With respect to the responsibility of intellectuals, there are still other, equally disturbing questions. Intellectuals are in a position to expose the lies of governments, to analyze actions according to their causes and motives and often hidden intentions. In the Western world, at least, they have the power that comes from political liberty, from access to information and freedom of expression. For a privileged minority, Western democracy provides the leisure, the facilities, and the training to seek the truth lying hidden behind the veil of distortion and misrepresentation, ideology and class interest, through which the events of current history are presented to us. The responsibilities of intellectuals, then, are much deeper than what Macdonald calls the “responsibility of people,” given the unique privileges that intellectuals enjoy.

The issues that Macdonald raised are as pertinent today as they were twenty years ago. We can hardly avoid asking ourselves to what extent the American people bear responsibility for the savage American assault on a largely helpless rural population in Vietnam, still another atrocity in what Asians see as the “Vasco da Gama era” of world history. As for those of us who stood by in silence and apathy as this catastrophe slowly took shape over the past dozen years—on what page of history do we find our proper place? Only the most insensible can escape these questions. I want to return to them, later on, after a few scattered remarks about the responsibility of intellectuals and how, in practice, they go about meeting this responsibility in the mid-1960s.
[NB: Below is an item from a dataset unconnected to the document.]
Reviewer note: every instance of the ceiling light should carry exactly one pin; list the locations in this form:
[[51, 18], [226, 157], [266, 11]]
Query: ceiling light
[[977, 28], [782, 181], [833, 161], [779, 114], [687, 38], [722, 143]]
IT IS THE RESPONSIBILITY of intellectuals to speak the truth and to expose lies. This, at least, may seem enough of a truism to pass over without comment. Not so, however. For the modern intellectual, it is not at all obvious. Thus we have Martin Heidegger writing, in a pro-Hitler declaration of 1933, that “truth is the revelation of that which makes a people certain, clear, and strong in its action and knowledge”; it is only this kind of “truth” that one has a responsibility to speak. Americans tend to be more forthright. When Arthur Schlesinger was asked by The New York Times in November, 1965, to explain the contradiction between his published account of the Bay of Pigs incident and the story he had given the press at the time of the attack, he simply remarked that he had lied; and a few days later, he went on to compliment the Times for also having suppressed information on the planned invasion, in “the national interest,” as this term was defined by the group of arrogant and deluded men of whom Schlesinger gives such a flattering portrait in his recent account of the Kennedy Administration. It is of no particular interest that one man is quite happy to lie in behalf of a cause which he knows to be unjust; but it is significant that such events provoke so little response in the intellectual community—for example, no one has said that there is something strange in the offer of a major chair in the humanities to a historian who feels it to be his duty to persuade the world that an American-sponsored invasion of a nearby country is nothing of the sort. And what of the incredible sequence of lies on the part of our government and its spokesmen concerning such matters as negotiations in Vietnam? The facts are known to all who care to know. The press, foreign and domestic, has presented documentation to refute each falsehood as it appears. But the power of the government’s propaganda apparatus is such that the citizen who does not undertake a research project on the subject can hardly hope to confront government pronouncements with fact.[1]